Menschenrechtsarbeit und humanitäre Hilfe unter der Militärdiktatur in Burma/Myanmar am Beispiel der Free Burma Rangers (FBR)

| Sebastian U. Kalicha

Schwere Menschenrechtsverletzungen, Zwangsarbeit, Vertreibung, militärische Willkür, Vergewaltigung und Mord: die abscheulichsten Dinge, die Kriege und Diktaturen in der Geschichte hervorgebracht haben und immer noch hervorbringen, stehen in Burma auf der Tagesordnung.

Aung San Suu Kyi, die beinahe unter ständigem Hausarrest stehende Friedensnobelpreisträgerin und Vorsitzende der National League for Democracy (NLD), ist, mit ihrem gewaltfreien Engagement für eine Beendigung der Militärherrschaft, spätestens seit dem von der Militärjunta nicht anerkannten Wahlergebnis von 1990, einhergehend mit der Niederschlagung friedlicher StudentInnenproteste und der konstanten Repression gegen Oppositionsbewegungen, den meisten Menschen, die im Friedens- und Menschenrechtsbereich aktiv sind, ein Begriff.

Zahlreiche MenschenrechtlerInnen und Organisationen, die sich mit ethischem Tourismus auseinandersetzen, fordern unisono mit der NLD seit langem einen Tourismusboykott, da der Tourismus eine wichtige Geldquelle für die Diktatur darstellt und TouristInnen, ob sie nun wollen oder nicht, Infrastruktur und Anlagen nutzen, die unter Zuhilfenahme von Zwangsarbeit errichtet wurden. Ansonsten dringen jedoch äußerst selten Nachrichten aus Burma bis in den Westen durch. Selbst als Ende des Jahres 2004 der verheerende Tsunami schlimme Zerstörungen verursachte und etwa 227.000 Todesopfer forderte, waren die Informationen, die das Regime in Burma freigab, ziemlich dürftig.

Am 6. November 2005 wurde der Regierungssitz von Rangun nach Naypyidaw verlegt. Diese neue Hauptstadt befindet sich ungefähr 300 Kilometer nördlich von Rangun, ist isoliert gelegen und wurde neu gebaut.

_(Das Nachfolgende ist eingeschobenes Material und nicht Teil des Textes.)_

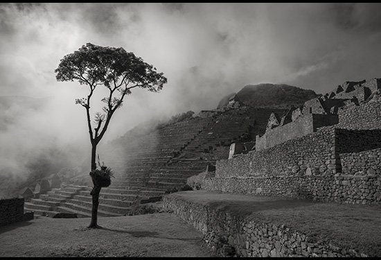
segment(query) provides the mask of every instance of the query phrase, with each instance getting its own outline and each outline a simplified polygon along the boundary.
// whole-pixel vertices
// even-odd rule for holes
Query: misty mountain
[[[7,130],[9,124],[27,111],[38,111],[46,103],[48,98],[30,98],[21,96],[0,96],[0,131]]]
[[[302,105],[306,101],[318,95],[312,90],[285,84],[258,84],[247,85],[237,94],[238,99],[245,103],[256,107],[287,108],[291,105]],[[218,107],[222,107],[228,103],[234,96],[231,94],[224,97]]]

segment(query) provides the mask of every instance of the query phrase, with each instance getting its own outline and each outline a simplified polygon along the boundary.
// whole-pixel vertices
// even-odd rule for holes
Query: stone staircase
[[[141,187],[123,188],[114,185],[103,188],[99,196],[98,216],[109,217],[128,214],[136,200],[141,202],[157,201],[164,194],[162,189],[148,190]],[[39,198],[24,203],[25,211],[34,211],[36,216],[54,217],[58,213],[75,214],[78,218],[91,216],[91,187],[62,184]]]

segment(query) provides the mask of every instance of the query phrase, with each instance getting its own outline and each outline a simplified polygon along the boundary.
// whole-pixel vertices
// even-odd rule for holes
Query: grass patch
[[[381,257],[381,207],[314,202],[279,197],[232,194],[206,191],[176,193],[255,222],[285,225],[314,241],[328,241]]]

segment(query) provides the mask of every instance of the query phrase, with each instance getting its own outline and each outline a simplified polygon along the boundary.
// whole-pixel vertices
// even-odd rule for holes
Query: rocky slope
[[[222,107],[234,96],[231,94],[224,97],[218,107]],[[306,101],[318,95],[312,90],[285,84],[247,85],[237,94],[238,100],[255,107],[287,108],[291,105],[299,106]]]

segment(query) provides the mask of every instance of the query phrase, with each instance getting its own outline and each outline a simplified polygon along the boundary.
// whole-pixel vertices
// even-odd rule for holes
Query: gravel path
[[[178,216],[159,213],[89,218],[39,217],[0,227],[4,257],[216,257],[202,234]]]

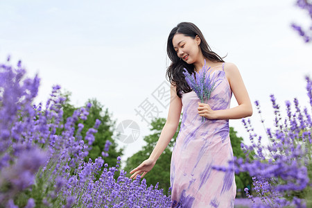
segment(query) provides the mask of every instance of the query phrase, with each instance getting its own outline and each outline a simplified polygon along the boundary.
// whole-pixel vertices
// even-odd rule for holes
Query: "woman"
[[[211,51],[198,28],[189,22],[182,22],[171,31],[167,53],[172,61],[166,73],[171,84],[168,118],[149,158],[130,172],[133,173],[130,178],[138,174],[144,177],[154,166],[176,132],[183,106],[171,157],[172,200],[180,201],[183,207],[234,207],[234,171],[218,171],[212,166],[228,166],[228,162],[233,161],[229,119],[252,114],[239,71]],[[182,73],[184,68],[189,73],[198,72],[205,62],[211,75],[221,79],[207,104],[200,103]],[[232,92],[239,105],[229,108]],[[202,122],[202,116],[207,120]]]

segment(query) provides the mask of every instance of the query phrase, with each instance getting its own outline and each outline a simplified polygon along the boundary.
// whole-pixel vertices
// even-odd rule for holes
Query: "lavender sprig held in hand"
[[[183,74],[185,76],[185,80],[187,80],[187,84],[189,84],[189,86],[197,94],[197,96],[200,100],[200,103],[205,103],[205,100],[208,103],[211,92],[221,83],[219,82],[216,85],[216,83],[219,80],[220,81],[221,79],[219,78],[216,80],[216,75],[210,77],[211,71],[209,71],[208,76],[206,76],[206,74],[210,68],[211,67],[208,68],[208,66],[206,65],[206,60],[205,60],[204,66],[198,72],[189,74],[187,70],[184,68],[184,71],[183,71]],[[202,117],[202,122],[204,122],[205,121],[206,121],[206,118]]]

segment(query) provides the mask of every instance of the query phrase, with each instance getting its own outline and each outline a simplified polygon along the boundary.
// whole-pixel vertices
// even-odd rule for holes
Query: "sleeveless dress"
[[[214,110],[229,108],[232,92],[224,64],[222,69],[217,66],[209,71],[215,69],[210,76],[216,73],[216,79],[222,79],[208,100]],[[183,208],[234,207],[236,194],[234,172],[211,168],[214,165],[227,167],[228,161],[233,161],[229,120],[206,119],[202,122],[198,110],[200,100],[193,91],[182,94],[182,102],[181,126],[170,170],[172,200],[182,200]]]

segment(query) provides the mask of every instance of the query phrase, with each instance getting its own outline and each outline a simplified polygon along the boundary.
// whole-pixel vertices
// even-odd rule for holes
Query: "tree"
[[[70,104],[71,92],[64,92],[61,95],[67,98],[64,103],[62,105],[63,110],[62,124],[64,124],[66,123],[67,118],[71,116],[75,110],[80,107],[74,107]],[[112,114],[108,112],[108,109],[106,108],[104,110],[102,104],[96,98],[89,99],[85,103],[85,107],[87,106],[88,103],[90,103],[92,106],[89,110],[87,119],[87,120],[79,119],[78,122],[76,123],[76,129],[78,129],[77,126],[78,123],[83,123],[84,128],[81,131],[81,135],[83,138],[85,138],[87,130],[94,126],[96,119],[101,121],[101,124],[98,126],[98,132],[95,134],[95,140],[92,144],[92,149],[89,151],[88,156],[85,158],[85,160],[87,162],[91,158],[94,161],[98,157],[101,157],[105,142],[107,140],[109,140],[112,144],[108,150],[108,157],[104,159],[105,163],[108,164],[109,166],[113,166],[117,162],[117,157],[122,156],[123,151],[123,148],[117,148],[117,144],[112,137],[115,130],[116,121],[111,119]],[[60,128],[58,130],[62,132],[64,128]],[[85,141],[87,142],[86,141]]]

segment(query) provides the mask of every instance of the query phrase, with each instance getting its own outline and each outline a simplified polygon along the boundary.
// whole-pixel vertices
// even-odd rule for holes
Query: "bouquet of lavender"
[[[205,64],[199,72],[195,73],[193,76],[193,73],[189,74],[185,68],[184,69],[183,74],[185,76],[185,80],[189,87],[196,93],[200,100],[200,103],[205,103],[205,100],[208,102],[211,92],[221,83],[219,82],[216,85],[216,83],[220,81],[221,79],[216,80],[216,75],[210,77],[211,71],[209,71],[208,76],[206,76],[210,68],[208,68],[208,66],[206,65],[206,60],[205,60]],[[206,121],[206,118],[202,117],[202,122],[205,121]]]

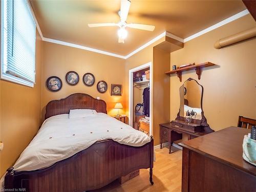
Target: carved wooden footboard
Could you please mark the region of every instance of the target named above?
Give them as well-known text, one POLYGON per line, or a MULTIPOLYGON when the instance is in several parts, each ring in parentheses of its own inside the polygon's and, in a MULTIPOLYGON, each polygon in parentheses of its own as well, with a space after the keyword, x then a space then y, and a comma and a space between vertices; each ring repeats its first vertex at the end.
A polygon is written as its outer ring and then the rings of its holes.
POLYGON ((153 184, 153 138, 141 147, 112 140, 97 142, 46 168, 20 172, 9 168, 5 187, 30 191, 82 191, 99 188, 133 171, 148 168, 153 184))

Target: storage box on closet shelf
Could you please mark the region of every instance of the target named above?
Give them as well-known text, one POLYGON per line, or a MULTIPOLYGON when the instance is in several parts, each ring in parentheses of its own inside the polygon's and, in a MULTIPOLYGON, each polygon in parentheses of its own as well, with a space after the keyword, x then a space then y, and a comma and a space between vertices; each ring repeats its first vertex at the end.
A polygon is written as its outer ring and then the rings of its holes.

Die Gründe, weshalb eine neue Stadt gebaut und zum neuen Machtzentrum des südostasiatischen Landes gemacht wurde, sind nicht ganz klar. Mutmaßungen variieren von der Angst des Regimes vor einer US-Intervention bzw. internen Kämpfen bis hin zu der Annahme, dass dies der Ratschlag von Wahrsagern gewesen sei. Ende März 2007 lies die Diktatur in der neuen Hauptstadt eine Militärparade mit 15.000 Soldaten abhalten, wofür auch 50 internationale JournalistInnen ins Land gelassen wurden. Unterdessen schloss das International Committee of the Red Cross (ICRC) zwei seiner Büros in Burma, da eine befriedigende Arbeit im Land kaum noch möglich ist.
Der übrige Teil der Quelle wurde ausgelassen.